Georgia’s electric membership cooperatives (EMCs) and telecom providers remain split on how best to bring broadband to rural parts of the state, reported The Brunswick News. The primary issue lies with fees – EMCs want the Georgia Public Service Commission (PSC) to nearly double what they can charge providers to attach equipment to utility poles.
The News reported the current fees are $20 per pole per year, and the EMC wants the sum raised to $37.95 per pole annually. Conversely, providers call for a decrease in rates, to $7 per pole, based on a federal law adopted in 1978, requiring the FCC to set rates.
The decision rests with the PSC regarding fees. The Georgia General Assembly passed legislation earlier this year that the PSC will decide how much EMCs can charge for pole attachments. On Tuesday, the commission opened hearings on the matter, with representatives from both the EMCs and providers providing testimony.
According to Chris Stevens, president and CEO of Coweta-Fayette EMC, the rate the EMCs are seeking is fair based on the additional cost to the utilities. “If EMCs aren’t permitted to recover a fair rate for our pole attachments, these [broadband] deployments may not exist,” he added. Stevens also presented an offer to incentivize providers by charging just $1 per pole per year for attachments in areas where EMC customers currently lack broadband service, reported The News.

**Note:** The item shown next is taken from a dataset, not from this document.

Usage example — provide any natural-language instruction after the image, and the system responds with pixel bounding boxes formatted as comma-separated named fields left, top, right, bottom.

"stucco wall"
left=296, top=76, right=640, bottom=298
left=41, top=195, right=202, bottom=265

Lawyers representing telecom providers argued that nearly doubling the pole attachment rate in areas that don’t qualify for the $1 discount would give the EMCs a revenue windfall. Mari Browne, representing the Georgia Cable Association, disputed the EMCs’ claim that lowering pole attachment rates would force the utilities to raise customers’ monthly bills. “Changes in pole rents … don’t impact service rates,” Browne said.
Stevens countered that the FCC’s lower pole attachment rates are no guarantee that utilities will aggressively expand broadband service where it’s needed most. For example, Georgia Power charges the FCC set rate, and 43 percent of its rural service area is unserved, he added.
The PSC is slated to hear testimony by additional witnesses this week. The commission is due to vote on the matter in mid-December, reported The News.